En ce qui concerne l'amélioration de la performance énergétique, il est aussi important de développer l'innovation dans la filière du bâtiment. C'est pourquoi j'ai lancé un plan de transition numérique dans le bâtiment, un plan de recherche sur l'amiante, et un programme d'action pour la qualité de la construction et la transition énergétique, qui comportait notamment un partage de bonnes pratiques et la publication de guides à destination des professionnels, afin de promouvoir l'utilisation de matériaux à faible empreinte carbone. Nous avions aussi lancé un plan bois construction. Nous avons mené également des programmes innovants avec les collectivités territoriales. L'expérimentation concernant la revitalisation des centres-bourgs visait à rénover le bâti ancien en lien avec l'Anah. Le programme « Ville de demain » dans le cadre du programme d'investissements d'avenir (PIA) visait à développer les écoquartiers, et les écocités, en lien avec les métropoles, afin de trouver un modèle de gestion innovante des ressources et des services. Nous avions aussi lancé un appel à projets « Démonstrateurs industriels de la ville durable » afin de promouvoir toutes les innovations urbaines. Cet effort de recherche sur la ville durable et les matériaux biosourcés me semble moins prégnant ces dernières années. C'est dommage.

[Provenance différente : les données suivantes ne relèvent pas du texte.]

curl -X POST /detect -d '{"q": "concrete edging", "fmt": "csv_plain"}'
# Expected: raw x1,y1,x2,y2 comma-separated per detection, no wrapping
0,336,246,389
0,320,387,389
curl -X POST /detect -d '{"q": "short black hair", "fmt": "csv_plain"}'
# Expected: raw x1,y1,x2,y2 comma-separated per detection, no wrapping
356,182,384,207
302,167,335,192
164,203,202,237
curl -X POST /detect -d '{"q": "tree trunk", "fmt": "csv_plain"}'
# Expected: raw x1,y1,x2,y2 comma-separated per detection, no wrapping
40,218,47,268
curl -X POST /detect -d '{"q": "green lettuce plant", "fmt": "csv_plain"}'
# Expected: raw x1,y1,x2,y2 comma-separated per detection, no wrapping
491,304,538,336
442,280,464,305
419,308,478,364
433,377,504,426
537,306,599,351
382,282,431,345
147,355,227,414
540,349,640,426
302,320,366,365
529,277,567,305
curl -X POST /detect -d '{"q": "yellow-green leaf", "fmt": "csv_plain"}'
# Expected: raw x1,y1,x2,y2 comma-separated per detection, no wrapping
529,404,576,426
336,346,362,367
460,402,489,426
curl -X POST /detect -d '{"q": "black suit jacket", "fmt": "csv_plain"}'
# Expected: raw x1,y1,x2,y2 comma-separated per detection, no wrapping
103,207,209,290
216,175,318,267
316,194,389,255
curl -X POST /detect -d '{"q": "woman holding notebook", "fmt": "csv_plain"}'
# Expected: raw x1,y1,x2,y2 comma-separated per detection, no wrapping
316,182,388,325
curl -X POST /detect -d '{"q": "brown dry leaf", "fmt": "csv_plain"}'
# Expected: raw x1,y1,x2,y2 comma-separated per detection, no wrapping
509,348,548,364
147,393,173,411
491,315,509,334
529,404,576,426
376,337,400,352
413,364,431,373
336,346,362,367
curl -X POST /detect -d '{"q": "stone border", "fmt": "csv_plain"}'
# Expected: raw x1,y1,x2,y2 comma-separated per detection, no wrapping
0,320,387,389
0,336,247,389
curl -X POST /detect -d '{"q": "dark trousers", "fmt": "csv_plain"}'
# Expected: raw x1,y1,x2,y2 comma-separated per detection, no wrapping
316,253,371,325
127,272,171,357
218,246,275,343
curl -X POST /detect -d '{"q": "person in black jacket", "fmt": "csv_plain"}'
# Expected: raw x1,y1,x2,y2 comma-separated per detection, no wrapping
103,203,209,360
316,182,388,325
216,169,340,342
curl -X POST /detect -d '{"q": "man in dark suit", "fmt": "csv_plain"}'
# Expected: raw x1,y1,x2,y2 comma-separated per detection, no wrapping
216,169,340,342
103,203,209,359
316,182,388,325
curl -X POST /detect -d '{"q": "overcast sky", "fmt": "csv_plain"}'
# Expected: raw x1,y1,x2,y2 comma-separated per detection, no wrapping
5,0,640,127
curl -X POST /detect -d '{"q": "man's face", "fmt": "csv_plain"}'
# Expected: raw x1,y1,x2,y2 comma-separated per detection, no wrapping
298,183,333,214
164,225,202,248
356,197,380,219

Le fait d'être un ministère de plein exercice constitue un atout pour peser dans les arbitrages ministériels. Le ministre peut ainsi défendre ses vues plus facilement que s'il était ministre délégué rattaché au ministère de l'environnement, comme c'est le cas aujourd'hui, et avoir un lien direct avec les filières, ce qui permet de porter la parole des professionnels comme des collectivités. N'oublions pas que le ministère du logement est avant tout le ministère du quotidien. On connaît l'importance du logement et de l'énergie dans le budget des ménages.
Enfin, s'agissant des freins que j'identifie, il faut s'interroger sur la méthode - je plaide pour une approche partenariale -, sur le modèle économique, notamment pour les copropriétés dégradées, et sur le reste à charge : il est en effet plus difficile de se loger pour une personne seule ou une famille monoparentale ; or on sait que la décohabitation se développe et que les familles monoparentales se multiplient. L'empilement des aides n'incite pas à procéder à des travaux de rénovation énergétique ; il conviendrait de simplifier. Toutefois, même si on a essayé de recentrer sur les aides sur les personnes plus fragiles, le reste à charge reste trop élevé et cela constitue un frein à la rénovation des logements.